SQL Server Always On Availability Groups
A prerequisite for deploying a SQL Server Always On availability group is Windows Server Failover Clustering (WSFC). SQL Server Always On uses WSFC to increase application availability. WSFC provides infrastructure features that complement the high availability and disaster recovery scenarios supported in the Amazon Cloud. Implementing WSFC cluster on Amazon is very similar to deploying it on-premises provided you meet two key requirements:
-
Deploy the cluster nodes inside an Amazon VPC.
-
Deploy the cluster nodes in separate subnets that are in different Availability Zones.
See Overview of Always On Availability Groups (SQL Server)
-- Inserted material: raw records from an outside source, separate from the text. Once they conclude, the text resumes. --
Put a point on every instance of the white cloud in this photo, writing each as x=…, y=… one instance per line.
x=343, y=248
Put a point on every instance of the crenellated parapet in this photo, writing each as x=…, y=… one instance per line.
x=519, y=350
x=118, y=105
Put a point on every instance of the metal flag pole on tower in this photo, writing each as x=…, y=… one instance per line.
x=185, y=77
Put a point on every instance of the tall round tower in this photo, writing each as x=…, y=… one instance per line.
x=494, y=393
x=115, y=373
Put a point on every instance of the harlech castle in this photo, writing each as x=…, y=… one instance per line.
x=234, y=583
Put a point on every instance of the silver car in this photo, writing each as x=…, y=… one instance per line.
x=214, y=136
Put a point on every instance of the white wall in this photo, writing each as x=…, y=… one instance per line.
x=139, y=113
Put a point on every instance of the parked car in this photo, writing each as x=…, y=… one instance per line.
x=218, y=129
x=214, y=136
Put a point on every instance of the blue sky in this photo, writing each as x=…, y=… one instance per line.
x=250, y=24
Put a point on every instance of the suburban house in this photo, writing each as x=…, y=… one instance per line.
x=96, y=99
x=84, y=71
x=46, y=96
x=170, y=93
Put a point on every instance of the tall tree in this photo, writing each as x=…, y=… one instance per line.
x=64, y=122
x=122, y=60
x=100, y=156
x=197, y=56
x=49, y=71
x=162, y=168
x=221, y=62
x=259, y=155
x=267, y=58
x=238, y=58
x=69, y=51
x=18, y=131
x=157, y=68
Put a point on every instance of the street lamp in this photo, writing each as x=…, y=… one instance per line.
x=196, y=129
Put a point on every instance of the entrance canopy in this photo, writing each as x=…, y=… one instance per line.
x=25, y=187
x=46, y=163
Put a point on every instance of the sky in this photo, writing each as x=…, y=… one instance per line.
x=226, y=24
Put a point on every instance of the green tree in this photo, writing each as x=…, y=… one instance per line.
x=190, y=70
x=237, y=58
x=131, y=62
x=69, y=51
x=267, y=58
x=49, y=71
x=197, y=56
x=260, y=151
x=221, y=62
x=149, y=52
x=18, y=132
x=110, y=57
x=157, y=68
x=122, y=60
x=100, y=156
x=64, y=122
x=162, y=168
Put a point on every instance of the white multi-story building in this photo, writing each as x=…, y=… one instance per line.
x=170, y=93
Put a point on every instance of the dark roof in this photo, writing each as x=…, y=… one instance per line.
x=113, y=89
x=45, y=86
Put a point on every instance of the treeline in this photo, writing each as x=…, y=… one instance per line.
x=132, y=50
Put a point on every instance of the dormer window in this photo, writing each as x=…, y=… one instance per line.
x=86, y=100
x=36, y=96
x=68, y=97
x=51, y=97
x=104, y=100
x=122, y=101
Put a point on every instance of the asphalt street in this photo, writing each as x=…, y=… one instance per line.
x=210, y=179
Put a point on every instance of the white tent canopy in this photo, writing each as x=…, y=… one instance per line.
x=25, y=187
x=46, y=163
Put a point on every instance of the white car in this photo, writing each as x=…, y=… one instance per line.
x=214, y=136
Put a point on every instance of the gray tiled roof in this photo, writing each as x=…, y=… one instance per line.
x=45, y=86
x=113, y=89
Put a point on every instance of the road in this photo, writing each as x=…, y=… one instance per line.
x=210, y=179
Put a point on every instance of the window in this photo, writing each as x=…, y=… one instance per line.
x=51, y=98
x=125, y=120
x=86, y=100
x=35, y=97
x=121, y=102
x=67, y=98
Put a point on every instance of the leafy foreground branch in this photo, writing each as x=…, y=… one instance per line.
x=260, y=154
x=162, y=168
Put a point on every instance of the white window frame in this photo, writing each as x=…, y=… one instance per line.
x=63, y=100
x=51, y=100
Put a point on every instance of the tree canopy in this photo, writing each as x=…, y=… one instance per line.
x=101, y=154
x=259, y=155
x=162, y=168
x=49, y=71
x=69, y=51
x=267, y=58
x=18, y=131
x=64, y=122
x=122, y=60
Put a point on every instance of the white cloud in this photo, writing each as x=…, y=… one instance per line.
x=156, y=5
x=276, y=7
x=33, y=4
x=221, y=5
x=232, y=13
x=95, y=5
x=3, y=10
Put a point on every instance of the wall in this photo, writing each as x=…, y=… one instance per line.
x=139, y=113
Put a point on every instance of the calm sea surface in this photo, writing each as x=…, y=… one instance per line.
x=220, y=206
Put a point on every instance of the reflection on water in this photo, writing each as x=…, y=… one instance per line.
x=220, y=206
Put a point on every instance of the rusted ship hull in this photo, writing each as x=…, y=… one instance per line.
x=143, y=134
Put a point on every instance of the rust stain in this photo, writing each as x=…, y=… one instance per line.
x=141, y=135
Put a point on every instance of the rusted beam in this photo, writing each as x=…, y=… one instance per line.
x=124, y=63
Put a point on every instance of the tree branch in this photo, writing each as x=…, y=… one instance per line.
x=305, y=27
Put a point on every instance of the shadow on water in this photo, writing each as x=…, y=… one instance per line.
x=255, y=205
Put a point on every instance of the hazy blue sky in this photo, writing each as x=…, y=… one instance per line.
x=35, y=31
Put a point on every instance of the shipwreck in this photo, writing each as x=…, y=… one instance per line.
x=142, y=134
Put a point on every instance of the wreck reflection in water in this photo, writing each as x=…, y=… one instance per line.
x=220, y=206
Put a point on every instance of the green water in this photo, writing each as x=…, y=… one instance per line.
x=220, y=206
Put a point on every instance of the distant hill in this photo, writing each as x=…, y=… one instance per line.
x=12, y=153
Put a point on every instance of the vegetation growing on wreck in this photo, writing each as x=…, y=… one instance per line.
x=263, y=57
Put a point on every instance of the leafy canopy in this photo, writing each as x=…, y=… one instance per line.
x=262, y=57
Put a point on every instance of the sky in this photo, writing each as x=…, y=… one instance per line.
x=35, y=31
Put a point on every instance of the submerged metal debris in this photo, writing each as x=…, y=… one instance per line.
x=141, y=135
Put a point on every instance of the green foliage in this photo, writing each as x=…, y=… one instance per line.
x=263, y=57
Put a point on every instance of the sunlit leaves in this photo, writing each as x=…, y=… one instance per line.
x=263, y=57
The following figure provides an overview of architecture for SQL Server Always On availability groups on Amazon. This architecture includes following components
-
A VPC configured with private subnets across two Availability Zones. This provides the network infrastructure for your SQL Server deployment.
-
Amazon Directory Service for Microsoft Active Directory deployed in private subnet. Alternatively, you can also manage your own AD DS deployed on Amazon EC2 instance.
-
In a private subnet, Windows Servers configured with WSFC for SQL Server Enterprise edition with SQL Server Always On availability groups.
Third-Party Solutions
You can also use third-party tools like SIOS Data Protection Suite, NEC ExpressCluster, or Veritas InfoScale to provide high-availability for SQL Server. These solutions use WSFC and replicate data from primary to secondary with block level replication of the Amazon EBS volume.
Disaster Recovery
Disaster recovery is about preparing for and recovering from a disaster. Any event that has a negative impact on your business continuity or finances could be termed a disaster. To implement a cost effective Disaster recovery strategy for your SAP applications and databases that meets your business objective you need to consider the following requirements.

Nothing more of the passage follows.